Since social distancing measures were dropped on 19 July, most venues have returned to full capacity, though some still have weekly distanced performances. The Watermill is among them, and Murray says tickets for these sell quickest, showing “an appetite from people to still have that reassurance in place.”
She says they have stopped short of asking for vaccine passports until the government issues official guidance on the issue. But that could be a long wait. Is she nervous about the prospect of another winter lockdown? “We have to be pragmatic…. We’re all living with so much uncertainty, but the truth is we just don’t know. So we have to be as confident as possible and keep putting the work out there.”

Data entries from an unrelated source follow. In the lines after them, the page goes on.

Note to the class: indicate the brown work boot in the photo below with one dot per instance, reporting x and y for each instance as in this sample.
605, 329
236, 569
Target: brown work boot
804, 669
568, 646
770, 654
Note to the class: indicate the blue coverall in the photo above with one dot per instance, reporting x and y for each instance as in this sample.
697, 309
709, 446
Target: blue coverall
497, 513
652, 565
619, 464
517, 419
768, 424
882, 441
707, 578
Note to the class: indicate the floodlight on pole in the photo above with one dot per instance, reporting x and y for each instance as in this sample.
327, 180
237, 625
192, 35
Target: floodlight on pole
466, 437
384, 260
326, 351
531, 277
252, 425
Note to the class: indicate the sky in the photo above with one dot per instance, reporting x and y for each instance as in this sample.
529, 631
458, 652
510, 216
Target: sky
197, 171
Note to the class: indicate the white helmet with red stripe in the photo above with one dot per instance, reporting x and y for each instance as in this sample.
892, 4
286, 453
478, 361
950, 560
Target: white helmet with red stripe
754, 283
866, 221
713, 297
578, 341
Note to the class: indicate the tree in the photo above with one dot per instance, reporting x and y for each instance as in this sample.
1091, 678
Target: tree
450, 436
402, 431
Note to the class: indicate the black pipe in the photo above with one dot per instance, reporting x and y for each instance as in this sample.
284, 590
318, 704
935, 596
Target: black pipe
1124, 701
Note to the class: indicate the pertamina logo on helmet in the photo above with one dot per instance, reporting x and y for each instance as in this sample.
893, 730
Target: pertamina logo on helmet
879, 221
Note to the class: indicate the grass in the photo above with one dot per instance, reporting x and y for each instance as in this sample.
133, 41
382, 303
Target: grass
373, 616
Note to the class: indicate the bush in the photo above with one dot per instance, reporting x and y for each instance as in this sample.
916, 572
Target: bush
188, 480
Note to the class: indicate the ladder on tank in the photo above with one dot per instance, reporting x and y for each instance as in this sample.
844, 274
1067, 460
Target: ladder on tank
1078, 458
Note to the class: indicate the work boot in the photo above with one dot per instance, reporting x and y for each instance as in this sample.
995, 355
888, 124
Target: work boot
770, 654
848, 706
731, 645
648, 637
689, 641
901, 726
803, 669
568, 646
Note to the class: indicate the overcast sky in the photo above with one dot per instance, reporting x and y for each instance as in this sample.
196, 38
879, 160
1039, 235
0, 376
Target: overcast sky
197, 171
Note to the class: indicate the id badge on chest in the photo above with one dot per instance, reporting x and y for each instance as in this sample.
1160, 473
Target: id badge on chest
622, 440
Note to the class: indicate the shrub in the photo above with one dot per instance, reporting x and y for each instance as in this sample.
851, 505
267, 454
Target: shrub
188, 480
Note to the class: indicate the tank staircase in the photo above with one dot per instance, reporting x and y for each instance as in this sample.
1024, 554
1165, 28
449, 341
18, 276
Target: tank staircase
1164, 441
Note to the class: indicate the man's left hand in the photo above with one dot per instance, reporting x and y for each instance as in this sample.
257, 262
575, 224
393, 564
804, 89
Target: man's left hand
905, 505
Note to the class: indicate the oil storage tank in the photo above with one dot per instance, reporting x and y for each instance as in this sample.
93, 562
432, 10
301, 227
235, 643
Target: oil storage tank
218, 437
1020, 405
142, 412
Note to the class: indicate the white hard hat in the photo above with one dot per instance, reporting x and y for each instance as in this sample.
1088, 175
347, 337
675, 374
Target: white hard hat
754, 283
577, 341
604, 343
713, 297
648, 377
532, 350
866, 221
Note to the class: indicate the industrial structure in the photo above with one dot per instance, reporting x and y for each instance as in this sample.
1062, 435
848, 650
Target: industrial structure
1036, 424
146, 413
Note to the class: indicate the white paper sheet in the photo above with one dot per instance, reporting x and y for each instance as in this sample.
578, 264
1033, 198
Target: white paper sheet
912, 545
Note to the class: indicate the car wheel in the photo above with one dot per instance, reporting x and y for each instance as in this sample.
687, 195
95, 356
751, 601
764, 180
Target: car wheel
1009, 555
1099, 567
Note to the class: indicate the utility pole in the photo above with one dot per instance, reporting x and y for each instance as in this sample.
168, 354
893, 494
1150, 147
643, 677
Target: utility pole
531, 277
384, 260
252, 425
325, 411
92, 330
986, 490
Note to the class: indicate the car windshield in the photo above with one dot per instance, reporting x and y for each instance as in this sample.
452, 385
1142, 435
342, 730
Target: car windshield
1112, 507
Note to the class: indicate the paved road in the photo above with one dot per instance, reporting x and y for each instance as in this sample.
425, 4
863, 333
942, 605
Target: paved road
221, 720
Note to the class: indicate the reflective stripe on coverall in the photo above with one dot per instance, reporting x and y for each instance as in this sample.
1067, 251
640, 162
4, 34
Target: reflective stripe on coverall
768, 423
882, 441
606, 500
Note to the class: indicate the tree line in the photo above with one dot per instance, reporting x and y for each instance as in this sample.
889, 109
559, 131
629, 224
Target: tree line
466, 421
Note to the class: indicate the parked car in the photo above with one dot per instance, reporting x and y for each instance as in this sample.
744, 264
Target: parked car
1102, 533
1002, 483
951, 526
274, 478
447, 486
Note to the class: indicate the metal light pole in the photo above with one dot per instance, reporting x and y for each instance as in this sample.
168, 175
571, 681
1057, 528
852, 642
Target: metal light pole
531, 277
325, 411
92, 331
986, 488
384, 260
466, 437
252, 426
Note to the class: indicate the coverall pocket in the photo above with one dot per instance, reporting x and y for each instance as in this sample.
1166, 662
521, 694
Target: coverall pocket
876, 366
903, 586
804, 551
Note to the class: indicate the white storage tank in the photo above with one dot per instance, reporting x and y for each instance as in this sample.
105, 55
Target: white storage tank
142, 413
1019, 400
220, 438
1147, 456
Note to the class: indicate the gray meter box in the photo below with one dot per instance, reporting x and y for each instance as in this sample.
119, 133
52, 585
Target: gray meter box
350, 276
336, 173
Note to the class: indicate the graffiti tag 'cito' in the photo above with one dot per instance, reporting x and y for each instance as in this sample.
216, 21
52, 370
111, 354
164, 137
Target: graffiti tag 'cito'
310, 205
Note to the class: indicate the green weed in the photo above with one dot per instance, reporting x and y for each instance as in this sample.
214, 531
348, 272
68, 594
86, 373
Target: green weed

As cases continue to rise, there is growing unease going into the crucial winter months. Only this week, the Royal Shakespeare Company cancelled the extension of its West End production of Hilary Mantel’s The Mirror and the Light, saying: “The ever-changing environment creates a level of uncertainty that does not support the risk involved.”
What This All Means for Performers’ Futures on Stage
Although it’s hard to say anything with certainty at the moment, the pace of recovery so far and the number of new productions already announced for next year bodes well for actors in the long run.
“Keep your tools sharp,” advises Campbell. “It’s easy to be disheartened, but don’t lose the craft. Stay in touch with your local theatre—they have a responsibility to you. Go and have a word with other actors who’ve been in the business a long time; get their advice. There are always opportunities to work.”
Panter, whose portfolio of theatre business includes the actor training company Stagecoach, says demand is high. “We currently have more students than we’ve ever had. The appetite for people to come into the industry reflects the love that people have for it. We can’t be sure what’s going to happen economically, but I think it’s actually an exciting time for people breaking in. I passionately believe young actors can still look forward to a very good career in theatre.”